A striking disconnect is emerging at the heart of enterprise digital strategy. According to new research published by NTT DATA in March 2026, while 99% of organisations acknowledge that artificial intelligence is driving increased cloud investment, only 14% have achieved the highest levels of cloud maturity required to fully capitalise on that investment. For CFOs, CTOs, and boards navigating digital transformation commitments, this gap is not merely operational — it is a strategic liability.

The Infrastructure Deficit Undermining AI Ambitions

The NTT DATA findings reveal a structural misalignment that many executive teams have been reluctant to confront directly: AI ambitions are accelerating faster than the infrastructure required to sustain them. Some 88% of organisations surveyed acknowledged that their current cloud investments risk undermining both AI progress and cloud-native development. The culprit, in most cases, is legacy system debt — inherited architecture that was never designed for the data volumes, latency requirements, or interoperability demands of modern AI workloads.

This challenge is particularly acute for mid-market enterprises across Europe, where cloud maturity levels tend to lag behind large-cap peers. The European regulatory environment — encompassing the EU AI Act, DORA, and NIS2 — adds further complexity, as compliance obligations require robust data governance and auditability frameworks that are difficult to retrofit onto fragmented legacy estates. For General Counsel and compliance officers, the risk is not only operational underperformance but potential regulatory exposure where AI systems cannot demonstrate the traceability and oversight that regulators now expect.

Cloud modernisation has consequently emerged as the top infrastructure priority for the next two years, with organisations urged by analysts to reframe cloud not as a cost centre but as a value-creation platform — a shift that demands new KPIs aligned to business outcomes rather than infrastructure metrics alone.
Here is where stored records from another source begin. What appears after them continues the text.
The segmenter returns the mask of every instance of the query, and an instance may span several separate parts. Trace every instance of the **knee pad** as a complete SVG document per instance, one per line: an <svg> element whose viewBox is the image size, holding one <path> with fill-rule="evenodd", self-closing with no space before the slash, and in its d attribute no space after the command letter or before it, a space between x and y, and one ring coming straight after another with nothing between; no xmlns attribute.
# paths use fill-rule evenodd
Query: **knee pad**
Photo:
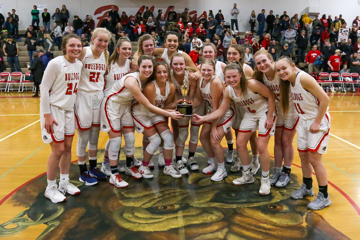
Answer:
<svg viewBox="0 0 360 240"><path fill-rule="evenodd" d="M190 126L190 140L189 141L192 143L197 144L199 142L199 126Z"/></svg>
<svg viewBox="0 0 360 240"><path fill-rule="evenodd" d="M149 154L153 155L159 148L159 145L161 142L161 139L157 133L148 138L150 141L150 143L146 147L145 150Z"/></svg>
<svg viewBox="0 0 360 240"><path fill-rule="evenodd" d="M90 129L89 142L87 144L88 150L98 150L98 142L99 141L99 135L100 133L100 127L92 126L91 127Z"/></svg>
<svg viewBox="0 0 360 240"><path fill-rule="evenodd" d="M77 143L76 145L76 155L84 157L86 153L86 145L89 141L89 132L88 131L77 131Z"/></svg>
<svg viewBox="0 0 360 240"><path fill-rule="evenodd" d="M178 146L184 147L185 142L189 136L189 129L187 128L179 128L179 135L175 144Z"/></svg>
<svg viewBox="0 0 360 240"><path fill-rule="evenodd" d="M170 129L166 129L160 135L164 141L163 147L165 149L171 150L174 148L174 138Z"/></svg>
<svg viewBox="0 0 360 240"><path fill-rule="evenodd" d="M135 135L134 133L128 133L122 135L125 140L125 154L129 156L134 155Z"/></svg>
<svg viewBox="0 0 360 240"><path fill-rule="evenodd" d="M121 146L121 137L118 137L109 140L109 159L110 160L117 160L119 151Z"/></svg>

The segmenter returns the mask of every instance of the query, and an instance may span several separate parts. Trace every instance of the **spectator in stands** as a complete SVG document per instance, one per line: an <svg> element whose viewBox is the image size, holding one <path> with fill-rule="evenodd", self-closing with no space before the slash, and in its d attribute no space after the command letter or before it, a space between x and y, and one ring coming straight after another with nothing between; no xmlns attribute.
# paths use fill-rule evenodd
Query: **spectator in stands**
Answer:
<svg viewBox="0 0 360 240"><path fill-rule="evenodd" d="M74 31L76 33L76 35L80 37L81 37L81 34L82 34L82 26L84 25L84 22L82 20L79 18L78 16L77 15L74 16L74 21L72 22L72 26L74 28ZM113 28L112 30L112 31L113 31ZM111 31L112 32L112 31Z"/></svg>
<svg viewBox="0 0 360 240"><path fill-rule="evenodd" d="M66 6L63 5L61 6L61 10L60 11L60 18L61 19L61 30L64 31L67 23L68 19L70 17L69 11L66 9Z"/></svg>
<svg viewBox="0 0 360 240"><path fill-rule="evenodd" d="M64 35L66 36L68 34L74 33L74 27L71 26L70 22L66 23L66 26L64 30Z"/></svg>
<svg viewBox="0 0 360 240"><path fill-rule="evenodd" d="M42 24L45 31L50 32L50 14L48 12L48 9L44 8L44 12L41 13Z"/></svg>
<svg viewBox="0 0 360 240"><path fill-rule="evenodd" d="M341 58L340 56L340 50L337 49L335 50L335 54L332 55L328 61L328 65L331 70L330 72L339 73L340 71L340 62Z"/></svg>
<svg viewBox="0 0 360 240"><path fill-rule="evenodd" d="M11 11L12 12L11 17L13 18L13 25L15 28L15 38L17 39L19 37L19 16L15 14L15 9L12 9Z"/></svg>
<svg viewBox="0 0 360 240"><path fill-rule="evenodd" d="M265 27L265 9L261 10L261 12L257 14L257 22L259 23L259 27L257 30L257 35L262 36L262 33L264 31Z"/></svg>
<svg viewBox="0 0 360 240"><path fill-rule="evenodd" d="M8 58L8 63L11 72L20 72L20 63L19 62L19 46L14 41L14 37L11 35L8 36L8 40L4 43L3 52Z"/></svg>
<svg viewBox="0 0 360 240"><path fill-rule="evenodd" d="M32 15L32 20L31 21L31 25L32 25L34 29L39 31L39 23L40 22L40 18L39 17L39 10L37 10L37 7L36 5L32 6L33 9L31 10L31 15ZM35 28L35 24L36 24L36 28Z"/></svg>
<svg viewBox="0 0 360 240"><path fill-rule="evenodd" d="M296 45L297 45L297 61L298 62L304 62L305 58L305 51L307 48L308 39L305 36L306 31L305 30L301 31L301 34L296 39Z"/></svg>
<svg viewBox="0 0 360 240"><path fill-rule="evenodd" d="M313 65L317 56L321 54L321 53L318 50L318 46L314 45L311 48L311 50L307 53L306 57L305 58L306 63L309 65L308 72L311 74L312 72L319 73L319 71L317 67Z"/></svg>
<svg viewBox="0 0 360 240"><path fill-rule="evenodd" d="M54 22L61 22L61 14L60 13L60 9L59 8L57 8L55 9L55 12L54 13L53 15L51 16L51 18L53 19ZM49 30L50 31L50 30Z"/></svg>
<svg viewBox="0 0 360 240"><path fill-rule="evenodd" d="M146 7L145 8L145 12L143 14L143 17L146 20L148 19L149 17L153 18L154 14L153 14L153 12L149 10L149 7L146 6Z"/></svg>
<svg viewBox="0 0 360 240"><path fill-rule="evenodd" d="M44 52L45 55L49 60L54 58L54 51L55 50L55 45L53 40L48 33L44 34Z"/></svg>
<svg viewBox="0 0 360 240"><path fill-rule="evenodd" d="M275 21L275 16L273 14L273 10L270 10L269 15L266 16L266 22L267 24L266 33L273 34L274 30L274 21Z"/></svg>

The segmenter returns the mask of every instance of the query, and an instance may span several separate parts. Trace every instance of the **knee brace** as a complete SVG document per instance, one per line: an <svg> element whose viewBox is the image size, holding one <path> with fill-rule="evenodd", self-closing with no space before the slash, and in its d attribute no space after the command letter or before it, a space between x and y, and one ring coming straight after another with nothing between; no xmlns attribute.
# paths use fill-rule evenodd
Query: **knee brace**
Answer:
<svg viewBox="0 0 360 240"><path fill-rule="evenodd" d="M192 143L197 144L199 142L199 126L190 126L190 140L189 142Z"/></svg>
<svg viewBox="0 0 360 240"><path fill-rule="evenodd" d="M90 129L89 142L87 144L88 150L97 150L99 135L100 133L100 126L92 126Z"/></svg>
<svg viewBox="0 0 360 240"><path fill-rule="evenodd" d="M157 133L148 138L148 139L150 141L150 143L146 147L145 150L150 154L153 155L157 150L159 147L159 145L161 142L161 139L160 138L160 136Z"/></svg>
<svg viewBox="0 0 360 240"><path fill-rule="evenodd" d="M80 157L84 157L86 153L86 145L89 141L90 131L77 131L77 144L76 145L76 155Z"/></svg>
<svg viewBox="0 0 360 240"><path fill-rule="evenodd" d="M134 148L135 145L135 135L134 133L128 133L122 134L125 140L125 153L126 155L131 156L134 155Z"/></svg>
<svg viewBox="0 0 360 240"><path fill-rule="evenodd" d="M121 146L121 137L118 137L109 140L109 159L110 160L117 160L119 151Z"/></svg>
<svg viewBox="0 0 360 240"><path fill-rule="evenodd" d="M179 135L175 144L178 146L184 147L188 136L189 129L188 128L179 128Z"/></svg>
<svg viewBox="0 0 360 240"><path fill-rule="evenodd" d="M161 133L160 135L164 141L163 147L165 149L171 150L174 148L174 138L170 129L166 129Z"/></svg>

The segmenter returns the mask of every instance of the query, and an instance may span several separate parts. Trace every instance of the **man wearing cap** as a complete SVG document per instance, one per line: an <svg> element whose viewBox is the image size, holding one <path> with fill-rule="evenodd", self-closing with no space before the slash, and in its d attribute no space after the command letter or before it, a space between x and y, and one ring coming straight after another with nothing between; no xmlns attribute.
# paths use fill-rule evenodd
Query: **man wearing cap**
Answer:
<svg viewBox="0 0 360 240"><path fill-rule="evenodd" d="M262 36L265 27L265 9L261 10L261 12L257 14L257 22L259 23L259 28L257 30L257 35Z"/></svg>
<svg viewBox="0 0 360 240"><path fill-rule="evenodd" d="M321 21L319 19L319 15L315 15L315 19L312 20L312 32L316 32L318 30L320 30L323 27Z"/></svg>
<svg viewBox="0 0 360 240"><path fill-rule="evenodd" d="M18 44L14 41L13 37L8 37L8 41L5 41L3 46L4 55L7 57L8 62L10 67L11 72L21 72L20 63L19 63L19 46Z"/></svg>
<svg viewBox="0 0 360 240"><path fill-rule="evenodd" d="M240 13L239 9L236 8L236 4L234 4L234 7L230 11L230 14L231 14L231 29L233 31L234 31L235 28L234 27L234 25L235 25L235 27L236 30L239 31L239 27L238 26L238 14Z"/></svg>
<svg viewBox="0 0 360 240"><path fill-rule="evenodd" d="M219 12L215 15L215 19L217 21L217 22L221 22L221 20L225 20L224 15L221 13L221 9L219 9Z"/></svg>

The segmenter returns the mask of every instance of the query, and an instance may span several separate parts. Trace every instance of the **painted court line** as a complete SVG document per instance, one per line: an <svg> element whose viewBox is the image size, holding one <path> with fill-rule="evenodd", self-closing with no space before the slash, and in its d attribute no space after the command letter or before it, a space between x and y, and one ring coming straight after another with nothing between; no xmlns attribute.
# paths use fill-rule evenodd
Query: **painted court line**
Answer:
<svg viewBox="0 0 360 240"><path fill-rule="evenodd" d="M1 138L1 139L0 139L0 142L1 142L2 141L3 141L4 140L5 140L5 139L6 139L7 138L9 138L10 137L11 137L13 135L15 135L15 134L16 134L17 133L18 133L18 132L21 132L24 129L26 129L26 128L27 128L29 127L30 127L30 126L32 126L33 125L37 123L39 123L40 121L40 119L39 119L39 120L38 120L37 121L35 121L35 122L34 122L32 123L31 123L31 124L29 124L28 125L24 127L23 128L21 129L19 129L19 130L18 130L16 132L14 132L14 133L13 133L11 134L10 134L10 135L8 135L7 136L6 136L5 137L3 138Z"/></svg>

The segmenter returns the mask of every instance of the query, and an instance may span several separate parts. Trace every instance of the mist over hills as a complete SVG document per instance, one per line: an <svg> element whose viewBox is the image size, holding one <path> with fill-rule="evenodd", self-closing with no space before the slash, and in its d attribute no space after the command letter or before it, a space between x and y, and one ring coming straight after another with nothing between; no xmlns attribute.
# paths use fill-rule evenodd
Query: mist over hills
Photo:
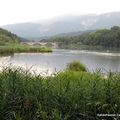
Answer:
<svg viewBox="0 0 120 120"><path fill-rule="evenodd" d="M2 28L24 38L43 39L58 34L110 28L115 25L120 26L120 12L61 17L44 23L18 23L5 25Z"/></svg>

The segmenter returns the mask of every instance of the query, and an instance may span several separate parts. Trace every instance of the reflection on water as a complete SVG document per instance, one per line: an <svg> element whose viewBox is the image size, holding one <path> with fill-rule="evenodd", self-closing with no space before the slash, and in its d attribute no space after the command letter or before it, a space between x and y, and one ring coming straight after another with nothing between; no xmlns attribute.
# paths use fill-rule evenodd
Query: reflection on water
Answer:
<svg viewBox="0 0 120 120"><path fill-rule="evenodd" d="M62 71L66 64L78 60L90 71L120 71L120 53L90 52L78 50L55 50L53 53L21 53L12 57L1 57L0 66L12 63L14 66L31 68L42 75Z"/></svg>

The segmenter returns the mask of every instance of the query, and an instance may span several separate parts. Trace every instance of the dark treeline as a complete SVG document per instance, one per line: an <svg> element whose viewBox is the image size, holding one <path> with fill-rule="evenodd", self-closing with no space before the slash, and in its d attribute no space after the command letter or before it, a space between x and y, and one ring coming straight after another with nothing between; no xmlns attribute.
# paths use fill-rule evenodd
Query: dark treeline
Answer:
<svg viewBox="0 0 120 120"><path fill-rule="evenodd" d="M4 45L6 42L18 43L20 42L20 38L17 35L0 28L0 45Z"/></svg>
<svg viewBox="0 0 120 120"><path fill-rule="evenodd" d="M111 29L102 29L96 32L77 35L74 37L52 38L51 41L58 42L60 48L76 48L84 47L103 47L103 48L119 48L120 47L120 27L114 26Z"/></svg>

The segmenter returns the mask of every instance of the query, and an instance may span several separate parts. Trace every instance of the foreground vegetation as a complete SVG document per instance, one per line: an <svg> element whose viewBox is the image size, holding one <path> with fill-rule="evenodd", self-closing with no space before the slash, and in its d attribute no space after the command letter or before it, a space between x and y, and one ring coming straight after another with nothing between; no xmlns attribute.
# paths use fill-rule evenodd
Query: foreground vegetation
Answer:
<svg viewBox="0 0 120 120"><path fill-rule="evenodd" d="M120 113L120 74L66 70L47 78L4 68L0 120L99 120Z"/></svg>
<svg viewBox="0 0 120 120"><path fill-rule="evenodd" d="M50 39L57 42L60 48L66 49L98 49L120 50L120 27L97 30L73 37L56 37Z"/></svg>

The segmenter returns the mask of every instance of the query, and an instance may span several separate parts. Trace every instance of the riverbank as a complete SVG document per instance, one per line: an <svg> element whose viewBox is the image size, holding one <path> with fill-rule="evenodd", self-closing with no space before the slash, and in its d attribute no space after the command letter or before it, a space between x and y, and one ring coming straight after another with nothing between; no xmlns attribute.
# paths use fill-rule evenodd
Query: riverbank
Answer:
<svg viewBox="0 0 120 120"><path fill-rule="evenodd" d="M44 52L52 52L52 49L47 47L36 47L36 46L28 46L23 44L16 43L6 43L5 45L0 46L0 55L7 55L13 53L44 53Z"/></svg>
<svg viewBox="0 0 120 120"><path fill-rule="evenodd" d="M65 71L54 77L5 68L0 73L0 119L98 119L120 112L120 74Z"/></svg>

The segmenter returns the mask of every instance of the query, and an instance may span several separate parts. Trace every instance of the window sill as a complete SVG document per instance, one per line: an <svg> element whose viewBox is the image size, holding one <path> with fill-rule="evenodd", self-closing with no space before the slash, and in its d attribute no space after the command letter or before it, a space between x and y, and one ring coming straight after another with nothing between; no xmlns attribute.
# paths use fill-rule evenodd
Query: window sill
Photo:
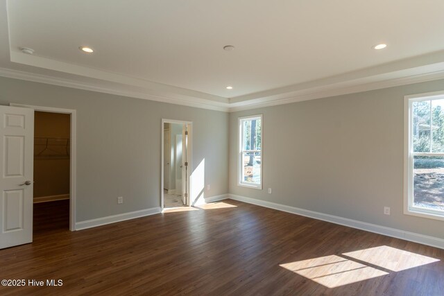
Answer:
<svg viewBox="0 0 444 296"><path fill-rule="evenodd" d="M252 189L258 189L258 190L262 190L262 185L250 185L250 184L242 184L242 183L238 183L237 186L240 186L240 187L246 187L246 188L250 188Z"/></svg>

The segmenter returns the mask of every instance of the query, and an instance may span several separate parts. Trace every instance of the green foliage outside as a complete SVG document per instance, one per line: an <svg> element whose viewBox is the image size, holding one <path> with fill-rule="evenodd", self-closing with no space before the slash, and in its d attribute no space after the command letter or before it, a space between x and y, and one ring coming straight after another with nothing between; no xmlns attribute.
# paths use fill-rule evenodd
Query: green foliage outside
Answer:
<svg viewBox="0 0 444 296"><path fill-rule="evenodd" d="M432 102L422 101L413 103L412 128L414 152L444 153L444 110L440 105ZM441 157L415 157L415 168L438 167L444 167L444 159Z"/></svg>

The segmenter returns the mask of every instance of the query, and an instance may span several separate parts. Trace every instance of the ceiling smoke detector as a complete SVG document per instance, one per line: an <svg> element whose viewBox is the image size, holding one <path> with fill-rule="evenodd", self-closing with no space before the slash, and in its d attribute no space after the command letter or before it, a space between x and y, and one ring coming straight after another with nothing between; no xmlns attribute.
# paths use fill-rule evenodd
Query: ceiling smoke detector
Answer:
<svg viewBox="0 0 444 296"><path fill-rule="evenodd" d="M28 47L20 47L20 50L23 53L26 53L27 55L32 55L34 53L34 50Z"/></svg>
<svg viewBox="0 0 444 296"><path fill-rule="evenodd" d="M92 53L94 52L94 49L89 46L78 46L78 49L87 53Z"/></svg>
<svg viewBox="0 0 444 296"><path fill-rule="evenodd" d="M373 49L384 49L386 47L387 47L387 44L384 44L384 43L381 43L380 44L377 44L373 46Z"/></svg>

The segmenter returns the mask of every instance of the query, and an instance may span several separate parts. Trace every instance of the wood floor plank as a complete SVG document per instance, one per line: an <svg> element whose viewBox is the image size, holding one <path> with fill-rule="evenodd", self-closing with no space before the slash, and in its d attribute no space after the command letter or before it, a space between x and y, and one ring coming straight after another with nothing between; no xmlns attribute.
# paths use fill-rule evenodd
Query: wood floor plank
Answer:
<svg viewBox="0 0 444 296"><path fill-rule="evenodd" d="M238 201L74 232L67 201L37 204L0 278L63 285L1 295L444 295L443 250Z"/></svg>

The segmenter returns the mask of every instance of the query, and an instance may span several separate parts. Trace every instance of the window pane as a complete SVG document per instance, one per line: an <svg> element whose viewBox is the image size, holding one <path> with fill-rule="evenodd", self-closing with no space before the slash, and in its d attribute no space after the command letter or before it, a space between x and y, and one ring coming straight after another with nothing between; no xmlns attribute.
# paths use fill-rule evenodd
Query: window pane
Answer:
<svg viewBox="0 0 444 296"><path fill-rule="evenodd" d="M413 103L413 151L430 152L430 101Z"/></svg>
<svg viewBox="0 0 444 296"><path fill-rule="evenodd" d="M256 121L256 150L261 150L261 130L262 128L262 123L260 119L257 119Z"/></svg>
<svg viewBox="0 0 444 296"><path fill-rule="evenodd" d="M245 119L242 121L242 150L260 150L260 119Z"/></svg>
<svg viewBox="0 0 444 296"><path fill-rule="evenodd" d="M242 181L261 184L261 153L242 153Z"/></svg>
<svg viewBox="0 0 444 296"><path fill-rule="evenodd" d="M244 138L242 139L242 150L250 150L250 139L251 139L250 127L250 121L242 121L242 133L244 134Z"/></svg>
<svg viewBox="0 0 444 296"><path fill-rule="evenodd" d="M444 100L432 101L432 151L444 153Z"/></svg>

AI Adoption Is Broad but Depth Remains Elusive

Parallel research from EY reinforces both the scale of AI deployment and the unevenness of its impact. Globally, 78% of organisations now use AI in at least one business function, and 71% report regular use of generative AI. Yet the performance differential between leaders and laggards is stark. EY’s concept of the “superfluid enterprise” — organisations that have systematically scaled AI across functions — shows outcomes that are difficult to ignore: 70% employee adoption rates, 30% reductions in operational cycle times, and returns on AI investment exceeding 150%.

These results do not emerge from isolated pilots. They are the product of deliberate platform strategies, executive sponsorship, and — critically — cloud infrastructure mature enough to support scaled deployment. A 451 Research survey corroborates this, identifying AI integration as simultaneously the top digital workplace priority for 52% of organisations and their single greatest implementation challenge. Integration debt and governance gaps are the primary obstacles, with 58% of respondents indicating a preference for strategic, transformation-oriented IT spending over incremental maintenance investment.

Microsoft’s launch of the Agent Factory framework within Azure AI Foundry signals where enterprise AI is heading: towards orchestrated, multi-agent architectures that automate complex workflows at scale. For organisations still rationalising their cloud estate, this represents a widening competitive gap — not a future concern but a present one.

Implications for Business Leaders and Boards

The convergence of these data points carries clear implications for decision-makers responsible for digital strategy and capital allocation:

  • Cloud modernisation is a prerequisite, not a parallel workstream. Boards approving AI investment programmes should simultaneously mandate a structured assessment of cloud maturity. Without this sequencing, AI budgets risk generating limited returns on inadequate foundations.
  • KPI frameworks must evolve. Measuring cloud performance through cost-per-unit metrics alone obscures the value-creation potential that mature cloud environments unlock. M&A Directors conducting technology due diligence should scrutinise target companies’ cloud maturity as a core value driver, not a secondary consideration.
  • Shadow AI is a governance risk that requires immediate attention. UK research cited alongside the NTT DATA study found that 21% of workers are self-funding AI tools for professional use — a figure that points to unmanaged adoption, data leakage risk, and compliance exposure under frameworks such as the EU AI Act’s transparency and accountability provisions.
  • Regulatory readiness and AI readiness are converging. In the European context, organisations that build compliant, auditable AI infrastructure will be better positioned both commercially and regulatorily as enforcement of the AI Act intensifies through 2026 and beyond.

Key Takeaway

The data is unambiguous: AI value realisation is a cloud maturity problem as much as it is an AI strategy problem. Enterprises that treat digital transformation as a continuous, platform-led discipline — rather than a series of discrete technology projects — are demonstrably outperforming peers across cycle time, adoption, and return on investment. For leadership teams in Europe, the imperative is to close the infrastructure gap with urgency, govern AI adoption systematically, and reframe cloud investment as the strategic foundation upon which competitive differentiation will be built over the next decade.